Department of Justice
U.S. Attorney’s Office
District of Colorado

FOR IMMEDIATE RELEASE
Thursday, February 16, 2017

Castle Rock Man Convicted of Making False Claims in Attempt to Defraud Department of Argiculture's Finance Office

Defendant attempted to use stolen government money to buy expensive cars and pay student loans

DENVER – Gunther Glaub, age 56, of Castle Rock, Colorado, was recently convicted of five counts of making false claims against the government following a three-day trial before U.S. District Court Judge Raymond P. Moore, Acting U.S. Attorney Bob Troyer, FBI Denver Division Special Agent in Charge Calvin Shivers and U.S. Department of Education Office of the Inspector General Special Agent in Charge of Western Regional Office Natalie Forbort announced. A sixth count, mailing a fictitious money order, was dismissed before trial. Glaub, who is free on bond, will be sentenced by Judge Moore on May 12, 2017. He was originally indicted by a federal grand jury on June 6, 2016. His guilty verdict came on January 25, 2017.

 

According to court documents, as well as information and evidence produced to court during hearings and at trial, Glaub tried to defraud the Department of Agriculture’s finance office into paying nearly $1.7 million worth of debts on his behalf.
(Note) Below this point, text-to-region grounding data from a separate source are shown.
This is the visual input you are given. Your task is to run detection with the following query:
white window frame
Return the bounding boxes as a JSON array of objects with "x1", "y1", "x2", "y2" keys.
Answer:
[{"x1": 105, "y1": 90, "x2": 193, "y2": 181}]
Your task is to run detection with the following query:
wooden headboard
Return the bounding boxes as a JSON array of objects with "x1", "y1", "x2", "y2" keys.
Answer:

The five false claims he was convicted of submitting included attempts to get the government to buy him three new vehicles (including a $73,000 Corvette and a $65,000 Camaro) and pay off two other debts (including student loans he owed to the Department of Education).

 

During pretrial proceedings, information indicated that Glaub was involved with the anti-government “sovereign citizen” movement, whose adherents refuse to recognize the authority of the federal government and often use those purported beliefs as a gateway to illegal activity. Testimony at trial confirmed Glaub’s sovereign affiliation, and his actions were consistent with known fraud schemes that are prevalent in sovereign citizen circles.

 

Glaub faces not more than 5 years in federal prison, and up to a $250,000 fine, per count, for each of the five counts of conviction.

 

This case was investigated by the FBI and the U.S. Department of Education Office of the Inspector General. The defendant was prosecuted by Special Assistant U.S. Attorney Daniel Burrows and Assistant U.S. Attorney Peter McNeilly.